If you’ve tried cases, you’ve probably had your own witnesses — who you thought were solid — disintegrate in front of you at trial. They start acting quirky, begin conceding important points on direct examination they had held on to at their depositions, and are still facing cross-examination.
What do you do? I can tell you what not to do. Don’t do what the lawyers did at the trial of Brockington v. Jacobs Engineering Group, Inc. These lawyers, Gill and Wright, were from Virginia and appearing pro hac in a trial in Johnston County. The case involved an explosion at a ConAgra plant that had resulted in death and injury to several workers.
Their witness, Pottner, testified that he probably knew that gas lines were being installed across the roof of the ConAgra plant while he and Jacobs Engineering were working there. This was apparently a significant concession, because Pottner had testified at his deposition that he didn’t recall knowing about the gas lines.

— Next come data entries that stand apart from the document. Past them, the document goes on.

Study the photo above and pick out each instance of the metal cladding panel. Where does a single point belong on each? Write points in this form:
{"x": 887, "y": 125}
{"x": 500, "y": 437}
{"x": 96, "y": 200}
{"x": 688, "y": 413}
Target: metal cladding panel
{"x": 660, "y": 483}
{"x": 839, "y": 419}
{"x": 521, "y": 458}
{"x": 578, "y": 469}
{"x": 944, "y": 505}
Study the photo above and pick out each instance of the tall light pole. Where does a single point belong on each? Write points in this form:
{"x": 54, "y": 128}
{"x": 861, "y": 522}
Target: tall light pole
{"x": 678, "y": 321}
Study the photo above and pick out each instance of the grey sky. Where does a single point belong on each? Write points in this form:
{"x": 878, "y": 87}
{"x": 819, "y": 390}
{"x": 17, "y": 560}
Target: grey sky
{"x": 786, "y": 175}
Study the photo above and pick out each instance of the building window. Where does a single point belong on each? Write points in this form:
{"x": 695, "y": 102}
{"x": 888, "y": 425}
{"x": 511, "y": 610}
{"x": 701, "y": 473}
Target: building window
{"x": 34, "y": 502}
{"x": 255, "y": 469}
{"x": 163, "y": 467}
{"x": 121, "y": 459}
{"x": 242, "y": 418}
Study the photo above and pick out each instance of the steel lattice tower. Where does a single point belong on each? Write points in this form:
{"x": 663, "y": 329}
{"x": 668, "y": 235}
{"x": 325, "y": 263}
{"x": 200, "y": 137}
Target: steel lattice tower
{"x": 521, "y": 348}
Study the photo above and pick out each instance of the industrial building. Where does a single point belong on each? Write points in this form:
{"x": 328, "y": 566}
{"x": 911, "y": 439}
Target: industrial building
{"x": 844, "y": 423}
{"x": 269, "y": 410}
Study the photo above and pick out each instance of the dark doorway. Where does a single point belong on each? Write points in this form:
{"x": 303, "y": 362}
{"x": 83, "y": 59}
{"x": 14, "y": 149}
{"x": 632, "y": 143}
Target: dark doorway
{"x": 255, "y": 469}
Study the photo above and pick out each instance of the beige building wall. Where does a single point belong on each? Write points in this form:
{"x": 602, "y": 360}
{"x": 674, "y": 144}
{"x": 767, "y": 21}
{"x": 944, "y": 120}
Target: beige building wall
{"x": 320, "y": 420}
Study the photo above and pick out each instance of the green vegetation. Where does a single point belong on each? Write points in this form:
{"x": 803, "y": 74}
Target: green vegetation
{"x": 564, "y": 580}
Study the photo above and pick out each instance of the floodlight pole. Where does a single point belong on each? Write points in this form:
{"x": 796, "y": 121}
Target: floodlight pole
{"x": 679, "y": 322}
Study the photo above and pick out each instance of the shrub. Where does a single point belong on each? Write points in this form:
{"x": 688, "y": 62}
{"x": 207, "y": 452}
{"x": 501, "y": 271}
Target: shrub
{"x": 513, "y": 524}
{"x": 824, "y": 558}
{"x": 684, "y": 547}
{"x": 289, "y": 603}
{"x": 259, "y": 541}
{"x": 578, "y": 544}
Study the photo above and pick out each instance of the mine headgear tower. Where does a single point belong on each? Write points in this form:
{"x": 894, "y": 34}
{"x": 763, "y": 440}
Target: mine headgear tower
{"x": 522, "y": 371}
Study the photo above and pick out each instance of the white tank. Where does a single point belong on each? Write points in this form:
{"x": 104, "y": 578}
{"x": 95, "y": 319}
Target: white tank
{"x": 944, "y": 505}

Gill and Wright seemed to have concluded that Pottner had lost his mind. Gill took him to an Urgent Care after Court on March 20th, and Wright reported the next day that Pottner had an alarmingly high blood pressure and that he might have an aneurysm. Gill stated that one of Pottner’s pupils had not been sensitive to light, a sign of a neurologic disorder. They were also concerned that he had had a stroke.
Gill and Wright sent Pottner home to Wisconsin after several days of treatment even though he was still under a subpoena to appear at trial. Judge Hobgood, relying on the representations of Gill and Wright, said that Pottner had been reported to have had a stroke and a loss of partial use of one side of his body. He declared Pottner "unavailable" to testify per Rule 804(a)(4) of the Rules of Evidence. Pottner never finished his testimony.
The Judge learned a little bit later, after medical records were subpoenaed, that the lawyers had misstated Pottner’s condition. He had not had a stroke, had not lost the use of his body, his blood pressure had not been as high as stated by counsel, and he was under no restrictions when he left Wake Medical Hospital in North Carolina. Judge Hobgood observed that Pottner could have returned to testify without any danger to his health.
In his Order sanctioning the parties represented by the lawyers, the Judge outlined a number of violations of the NC Rules of Professional Conduct by Gill and Wright. Those were of:
- Rule 3.3, which requires candor toward the Court. A lawyer is obligated to "inform the trial tribunal of all material facts known to the lawyer which will enable the tribunal to make an informed decision, whether or not the facts are adverse." Pottner’s counsel had known that Judge Hobgood had not accurately stated Pottner’s condition when he was declared to be unavailable.
- Rule 3.4, which requires attorneys to conduct themselves with fairness to the opposing party and counsel. You can’t encourage a witness to leave the jurisdiction and make himself unavailable as a witness.
- Rule 8.4(d), which prohibits conduct prejudicial to the administration of justice.
Since Pottner had been under subpoena, the defendants were open to a variety of sanctions per Rule 45 of the NC Rules of Civil Procedure. Rule 45(e)(1) says that the Court can impose upon a party who fails to comply with a subpoena without cause any sanction allowed by Rule 37(d), Judge Hobgood chose to strike the Defendants’ Answer, saying that "no less a sanction" would provide an adequate remedy to the Plaintiffs.
The Order was entered on April 4, 2012. Nine days later, the jury, unencumbered by any of the stricken defenses, returned a $14.6 million verdict for the Plaintiffs.
There is still a punitive damages phase of the case to be tried. I wonder if the Virginia lawyers will have the nerve to come back.
I wouldn’t have known about this cautionary and very interesting trial court Order but for one of my partners circulating it at Brooks Pierce. He asked me to keep him anonymous. If any of you receive Orders that deserve wider circulation, I would be glad to write about them and even to disclose your identity and generosity.